Throughout my HR career, I have advised managers and business owners on disciplinary matters for employees, as well as employee terminations. One frustration that I’ve often seen from my clients is that I require a valid reason, as well as documentation, before I give the green light on any involuntary separation.
“But this is an at-will state! That means I can fire any employee, at any time, and I don’t even need a reason!” – A lot of managers
The above “quote” paraphrases an argument I hear frequently.
Definition of At-Will Employment?
At-will employment (which is used in many states) is a term that means an employee can be dismissed by an employer for any reason (meaning that “just cause” doesn’t need to be established), without any warning, as long as the reason for the termination is not illegal.
This certainly makes it seem that you can just fire anyone you’d like at any time. However, you can’t do so without some consequence. For example, letting an employee go because they “just aren’t a good fit”, with no documented performance issues, policy violations, etc. would still allow the employee to make an unemployment claim (that they could potentially win).

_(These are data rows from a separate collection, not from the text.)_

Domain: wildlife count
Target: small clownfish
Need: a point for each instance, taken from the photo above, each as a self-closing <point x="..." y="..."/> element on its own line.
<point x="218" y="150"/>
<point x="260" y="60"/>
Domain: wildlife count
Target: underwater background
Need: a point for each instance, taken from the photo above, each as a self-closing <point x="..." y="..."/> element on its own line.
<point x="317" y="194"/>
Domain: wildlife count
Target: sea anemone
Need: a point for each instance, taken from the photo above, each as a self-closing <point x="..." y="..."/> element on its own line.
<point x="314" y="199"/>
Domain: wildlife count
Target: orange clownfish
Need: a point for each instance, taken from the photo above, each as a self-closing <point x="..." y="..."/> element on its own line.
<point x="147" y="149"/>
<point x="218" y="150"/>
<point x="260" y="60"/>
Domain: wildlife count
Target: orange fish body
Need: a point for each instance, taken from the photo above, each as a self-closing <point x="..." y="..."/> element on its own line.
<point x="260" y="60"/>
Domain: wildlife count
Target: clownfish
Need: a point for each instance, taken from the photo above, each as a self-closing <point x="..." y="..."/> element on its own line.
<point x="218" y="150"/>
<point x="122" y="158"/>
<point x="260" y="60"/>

Negatives of At-Will Employment
Furthermore, arbitrarily picking and choosing which employees to fire and which to keep without any solid justification for business reasons can give the appearance that you are engaging in discriminatory practices, and anyone can file an EEOC claim for free. It’s easy for a (former) employee to find a reason to say that you, as an employer, discriminated against them, and then the onus is on you to prove that wasn’t the case.
So, to protect yourself from future claims against your company (and major headaches), it’s in your best interest to have solid justification for terminations – along with documentation regarding the reason. Be consistent in your practices, including progressive disciplinary action and terminations.